23-12-2021 Dry bulk in 2021: bulker owners are laughing all the way to the bank, By Holly Birkett, TradeWinds
Bulker spot rates hit some of the highest levels in around 13 years this year as pent-up demand unwound, following the depressed markets of mid-2020. Discussion in early 2021 focused on whether we could be starting a commodities “super-cycle” as nations around the world — notably China, a major importer of dry commodities — announced stimulus packages.
The question for exporters was: can you get a ship? In addition to high demand, bulkers have been stuck for long periods in port congestion, quarantine or while waiting to change crews. Enquiry sprang from surprising places in 2021, especially as commodity prices rocketed. This was the year we saw logs loaded on capesizes and smaller bulkers being retrofitted to be able to carry containers. Markets decoupled as the year went on. Rather than capesize utilization filtering down and helping the smaller segments, this year handysizes led the charge, buoyed by breakbulk cargoes that would have otherwise been containerized.

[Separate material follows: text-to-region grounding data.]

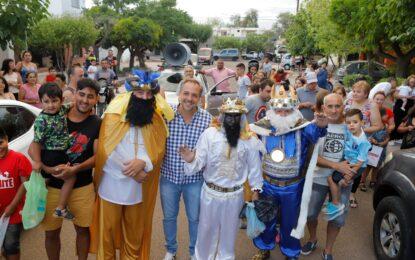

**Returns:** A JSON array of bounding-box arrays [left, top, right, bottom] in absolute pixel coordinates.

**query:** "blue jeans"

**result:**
[[160, 176, 203, 256]]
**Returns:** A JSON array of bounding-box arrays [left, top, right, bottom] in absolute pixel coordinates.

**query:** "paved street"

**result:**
[[23, 59, 382, 260], [20, 185, 377, 260]]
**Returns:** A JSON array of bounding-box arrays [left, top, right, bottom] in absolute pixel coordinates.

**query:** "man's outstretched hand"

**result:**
[[178, 145, 195, 163]]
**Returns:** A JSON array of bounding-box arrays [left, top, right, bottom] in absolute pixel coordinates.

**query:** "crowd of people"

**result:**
[[1, 50, 415, 260], [0, 49, 118, 105]]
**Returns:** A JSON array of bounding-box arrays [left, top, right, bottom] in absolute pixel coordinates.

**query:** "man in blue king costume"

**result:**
[[250, 85, 327, 260]]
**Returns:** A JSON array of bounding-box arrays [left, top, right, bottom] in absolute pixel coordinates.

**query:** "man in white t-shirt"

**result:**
[[301, 94, 356, 260], [368, 77, 397, 99]]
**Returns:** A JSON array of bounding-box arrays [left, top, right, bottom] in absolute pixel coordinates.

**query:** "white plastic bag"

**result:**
[[0, 214, 10, 246], [246, 202, 266, 239]]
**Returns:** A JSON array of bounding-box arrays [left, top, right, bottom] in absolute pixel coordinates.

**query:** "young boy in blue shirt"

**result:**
[[325, 109, 371, 219]]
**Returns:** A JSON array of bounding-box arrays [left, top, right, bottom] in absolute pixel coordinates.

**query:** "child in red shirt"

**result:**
[[0, 127, 32, 259]]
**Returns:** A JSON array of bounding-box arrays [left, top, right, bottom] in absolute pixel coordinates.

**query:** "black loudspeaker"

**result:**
[[163, 43, 191, 66]]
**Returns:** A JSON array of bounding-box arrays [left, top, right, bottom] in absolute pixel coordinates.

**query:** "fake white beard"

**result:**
[[266, 109, 303, 133]]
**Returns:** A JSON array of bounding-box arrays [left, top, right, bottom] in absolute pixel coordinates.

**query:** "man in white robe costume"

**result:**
[[179, 98, 264, 260]]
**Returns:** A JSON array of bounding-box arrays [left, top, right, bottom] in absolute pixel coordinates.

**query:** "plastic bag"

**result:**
[[0, 214, 10, 246], [246, 202, 266, 239], [22, 171, 48, 230]]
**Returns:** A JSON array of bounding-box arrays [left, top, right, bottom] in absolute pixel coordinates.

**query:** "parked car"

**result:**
[[372, 148, 415, 260], [213, 49, 239, 61], [0, 100, 41, 157], [242, 51, 259, 60], [335, 60, 389, 83], [157, 68, 238, 116], [198, 48, 214, 65], [274, 45, 288, 62], [281, 53, 294, 70]]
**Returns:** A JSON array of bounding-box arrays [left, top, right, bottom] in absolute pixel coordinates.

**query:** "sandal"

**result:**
[[360, 183, 367, 192], [349, 198, 358, 208]]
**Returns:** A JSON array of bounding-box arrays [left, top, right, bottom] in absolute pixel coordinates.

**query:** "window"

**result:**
[[71, 0, 80, 9], [0, 106, 36, 142]]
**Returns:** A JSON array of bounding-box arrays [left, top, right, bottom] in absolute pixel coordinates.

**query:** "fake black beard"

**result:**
[[223, 122, 241, 148], [125, 94, 156, 127]]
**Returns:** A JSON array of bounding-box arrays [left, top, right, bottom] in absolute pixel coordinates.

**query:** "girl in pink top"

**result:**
[[18, 72, 42, 108]]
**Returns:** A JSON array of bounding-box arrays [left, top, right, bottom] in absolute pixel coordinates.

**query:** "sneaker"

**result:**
[[251, 250, 270, 260], [53, 207, 75, 221], [163, 252, 176, 260], [324, 202, 345, 216], [301, 241, 318, 255], [322, 251, 333, 260]]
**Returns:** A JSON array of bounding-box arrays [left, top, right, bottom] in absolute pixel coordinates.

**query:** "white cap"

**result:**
[[306, 72, 318, 84]]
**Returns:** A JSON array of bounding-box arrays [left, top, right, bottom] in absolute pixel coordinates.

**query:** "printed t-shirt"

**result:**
[[0, 150, 32, 224]]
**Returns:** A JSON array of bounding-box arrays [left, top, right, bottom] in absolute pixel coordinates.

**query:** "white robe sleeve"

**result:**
[[183, 128, 210, 175], [247, 137, 264, 192]]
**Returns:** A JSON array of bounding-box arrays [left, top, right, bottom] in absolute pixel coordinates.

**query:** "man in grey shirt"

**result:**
[[245, 79, 273, 123], [301, 94, 356, 260], [297, 72, 327, 121], [95, 59, 117, 85]]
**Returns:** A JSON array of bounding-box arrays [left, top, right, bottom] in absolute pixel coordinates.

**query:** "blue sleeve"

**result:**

But 2021 was not without its shocks and surprises. Just as rumors of $100,000-per-day capesize fixtures were hitting the market in September, the Chinese government intervened to cool down raw material prices. Sentiment in dry freight markets took a big hit as China’s steel production plunged and property developer Evergrande suffered a debt crisis. But 2021 overall has been an incredible year for bulker owners. For proof, just look at what they did with their cash. Star Bulk Carriers, for instance, began the year with a $219m war chest that it said it wanted to keep on hand in what it perceived to be a riskier commercial environment. It need not have worried. The shipowner has used its cash to pay out the highest shareholder dividends of its peer group and most other public bulker firms have kick-started distributions too.
But despite the upturn, bulker stocks continued to trade at below net asset value during 2021, showing there is still some disconnect in the underlying strength of the business and the interest shown by investors. Bulker owners have also plundered their cash reserves to buy vessels — the canniest buyers acquired their ships early in the year before asset prices jumped up.
Some forward-thinking firms have even invested in technology and decarbonization initiatives. But spending in the dry cargo sector has not been limited to ships, shareholders, and special projects. Sources have heralded “The Return of The Long Lunch” — many of which have extended past dinner time — recalling the good old days of hot markets and high spirits. And then, of course, this year’s performance-related bonuses should be a nice Christmas present too.